Transcription and Markup Procedure
Ideally, in undertaking to transcribe a corpus of the size of the WSC, one would use a few highly trained transcribers. Unfortunately, our resources were very limited and so transcription was spread over a considerable period, resulting in a much higher turn-over of transcribers than was desirable.
We adopted the following procedures in relation to transcription and markup (see also Johnson and Holmes 1996).
1. Checking eligibility
Because transcribing is so time consuming, ideally tapes were not transcribed until the sound quality of the recording and the eligibility of contributors as speakers of NZE had been checked, and background information sheets had been obtained for all contributors.
2. Cover sheet
A cover sheet was created for every transcription. These coversheets included a range of information in terms of recording, speaker and transcription details. In the release version of the WSC, these coversheets have been removed, but this information is provided in section 15, Texts.
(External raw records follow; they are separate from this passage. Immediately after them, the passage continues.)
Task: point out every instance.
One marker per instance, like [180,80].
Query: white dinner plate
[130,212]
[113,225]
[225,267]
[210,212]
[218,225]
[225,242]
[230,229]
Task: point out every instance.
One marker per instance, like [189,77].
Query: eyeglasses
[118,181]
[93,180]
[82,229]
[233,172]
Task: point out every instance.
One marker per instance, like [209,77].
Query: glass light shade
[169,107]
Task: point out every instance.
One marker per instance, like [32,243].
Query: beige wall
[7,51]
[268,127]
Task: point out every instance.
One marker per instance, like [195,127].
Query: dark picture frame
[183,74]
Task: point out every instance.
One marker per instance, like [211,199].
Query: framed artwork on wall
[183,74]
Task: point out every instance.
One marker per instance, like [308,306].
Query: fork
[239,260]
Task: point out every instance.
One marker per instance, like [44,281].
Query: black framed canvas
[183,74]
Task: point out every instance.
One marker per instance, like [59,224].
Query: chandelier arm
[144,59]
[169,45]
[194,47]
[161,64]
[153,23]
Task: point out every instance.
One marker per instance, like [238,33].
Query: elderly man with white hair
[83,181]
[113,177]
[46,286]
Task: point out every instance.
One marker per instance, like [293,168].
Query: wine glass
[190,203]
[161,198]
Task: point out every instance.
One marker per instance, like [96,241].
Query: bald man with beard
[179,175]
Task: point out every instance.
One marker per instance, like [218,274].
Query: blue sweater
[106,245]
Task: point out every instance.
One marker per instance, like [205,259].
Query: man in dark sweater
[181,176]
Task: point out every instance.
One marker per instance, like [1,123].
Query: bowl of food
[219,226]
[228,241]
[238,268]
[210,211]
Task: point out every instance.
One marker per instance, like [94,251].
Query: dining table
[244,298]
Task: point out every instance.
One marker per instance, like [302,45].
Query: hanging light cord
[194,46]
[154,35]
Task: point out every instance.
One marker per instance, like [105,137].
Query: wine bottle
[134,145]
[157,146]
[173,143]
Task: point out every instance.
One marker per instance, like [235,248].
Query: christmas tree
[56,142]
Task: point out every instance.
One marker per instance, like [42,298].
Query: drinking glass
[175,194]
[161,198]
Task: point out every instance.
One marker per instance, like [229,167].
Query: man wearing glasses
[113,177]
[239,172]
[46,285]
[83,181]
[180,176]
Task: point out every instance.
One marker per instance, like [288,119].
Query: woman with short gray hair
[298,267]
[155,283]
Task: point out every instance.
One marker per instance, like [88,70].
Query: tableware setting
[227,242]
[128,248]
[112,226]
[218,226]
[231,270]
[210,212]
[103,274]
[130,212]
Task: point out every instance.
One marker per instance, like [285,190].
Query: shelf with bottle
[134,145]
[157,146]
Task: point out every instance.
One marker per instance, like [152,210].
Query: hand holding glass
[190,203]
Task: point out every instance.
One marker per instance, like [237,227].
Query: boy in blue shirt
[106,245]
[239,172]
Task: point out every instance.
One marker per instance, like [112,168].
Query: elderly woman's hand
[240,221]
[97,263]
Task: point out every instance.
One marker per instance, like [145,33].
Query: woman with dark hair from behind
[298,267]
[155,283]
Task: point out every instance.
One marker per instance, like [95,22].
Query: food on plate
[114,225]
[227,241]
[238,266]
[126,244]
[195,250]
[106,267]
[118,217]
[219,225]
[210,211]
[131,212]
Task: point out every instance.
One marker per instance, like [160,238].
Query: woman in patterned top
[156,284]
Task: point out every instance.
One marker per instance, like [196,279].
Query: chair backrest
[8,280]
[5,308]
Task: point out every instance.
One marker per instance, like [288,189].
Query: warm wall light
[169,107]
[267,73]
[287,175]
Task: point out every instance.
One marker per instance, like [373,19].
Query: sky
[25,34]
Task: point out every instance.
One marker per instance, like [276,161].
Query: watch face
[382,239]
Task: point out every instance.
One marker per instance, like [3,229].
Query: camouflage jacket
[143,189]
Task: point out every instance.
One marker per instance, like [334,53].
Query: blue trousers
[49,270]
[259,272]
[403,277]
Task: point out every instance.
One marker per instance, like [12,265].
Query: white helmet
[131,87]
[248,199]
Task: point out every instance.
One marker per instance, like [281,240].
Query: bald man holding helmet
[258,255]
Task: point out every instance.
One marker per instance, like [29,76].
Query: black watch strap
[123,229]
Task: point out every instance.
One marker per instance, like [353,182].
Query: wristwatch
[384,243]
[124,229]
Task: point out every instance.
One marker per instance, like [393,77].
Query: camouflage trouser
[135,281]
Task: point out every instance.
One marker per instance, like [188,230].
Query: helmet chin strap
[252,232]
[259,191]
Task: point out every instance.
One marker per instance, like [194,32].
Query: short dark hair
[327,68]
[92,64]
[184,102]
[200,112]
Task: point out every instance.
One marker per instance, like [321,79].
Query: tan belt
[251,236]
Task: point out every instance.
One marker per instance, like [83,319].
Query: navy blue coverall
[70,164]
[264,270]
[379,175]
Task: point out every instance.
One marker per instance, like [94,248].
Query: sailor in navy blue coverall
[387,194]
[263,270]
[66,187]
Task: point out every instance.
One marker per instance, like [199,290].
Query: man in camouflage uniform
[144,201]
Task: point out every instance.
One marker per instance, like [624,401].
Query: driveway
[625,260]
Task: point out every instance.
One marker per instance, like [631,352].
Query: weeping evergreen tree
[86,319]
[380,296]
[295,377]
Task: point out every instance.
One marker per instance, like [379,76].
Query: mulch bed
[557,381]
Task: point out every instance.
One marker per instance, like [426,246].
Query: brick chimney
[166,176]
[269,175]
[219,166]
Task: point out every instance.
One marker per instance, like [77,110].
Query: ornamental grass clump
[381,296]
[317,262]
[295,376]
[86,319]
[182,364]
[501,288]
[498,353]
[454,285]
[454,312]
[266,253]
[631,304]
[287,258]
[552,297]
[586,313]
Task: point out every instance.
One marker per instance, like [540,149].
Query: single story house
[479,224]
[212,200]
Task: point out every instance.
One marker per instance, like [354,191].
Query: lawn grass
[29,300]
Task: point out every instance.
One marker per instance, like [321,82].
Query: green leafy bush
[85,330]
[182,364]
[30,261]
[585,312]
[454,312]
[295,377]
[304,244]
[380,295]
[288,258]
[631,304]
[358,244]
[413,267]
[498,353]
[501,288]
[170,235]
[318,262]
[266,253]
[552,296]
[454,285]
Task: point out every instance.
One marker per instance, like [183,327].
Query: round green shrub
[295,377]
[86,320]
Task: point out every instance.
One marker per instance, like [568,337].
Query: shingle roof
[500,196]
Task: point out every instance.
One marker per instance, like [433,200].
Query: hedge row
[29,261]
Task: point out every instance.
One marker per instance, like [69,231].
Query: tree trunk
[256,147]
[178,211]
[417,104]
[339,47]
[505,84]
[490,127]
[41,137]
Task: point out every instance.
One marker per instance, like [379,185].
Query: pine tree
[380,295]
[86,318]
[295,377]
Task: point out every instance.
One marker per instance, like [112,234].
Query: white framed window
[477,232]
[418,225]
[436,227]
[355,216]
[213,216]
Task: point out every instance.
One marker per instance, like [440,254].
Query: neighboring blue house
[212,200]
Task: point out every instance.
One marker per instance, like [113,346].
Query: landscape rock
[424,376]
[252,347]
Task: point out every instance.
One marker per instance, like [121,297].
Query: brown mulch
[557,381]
It is also available in the database files included on the WSC CD (see section 17, Database Files).
A detailed Transcription Manual describing the main conventions adopted for the transcription of the WSC is being prepared for publication. The main conventions adopted are outlined in Johnson and Holmes (1996). The conventions were modified for the release version of the WSC and the ones adopted in this release version are described in section 14, Transcription and Markup Conventions.
Proofreading was undertaken by a different person from the transcriber.
The original transcriber edited the tape on the basis of the proofreader's amendments. In cases where the transcriber disagreed with the proofreader's amendments, the points of disagreement were discussed. If an agreed transcription could not be reached, a third opinion was sought for arbitration. This process serves not only to ensure the quality of transcription is maintained but also as a valuable training method for transcribers.
6. Printing and filing
Once editing had been completed and the number of words in the extract recounted, a final copy of the transcript was printed and filed.
7. Manual Markup
After all extracts were edited, each extract was listened to again and manual markup was added. This included the insertion of text/intonation unit markers.
8. Automated markup
The remaining markup was automated and mainly involved replacing our transcription conventions with the sgml conformant ICE conventions (see section 14).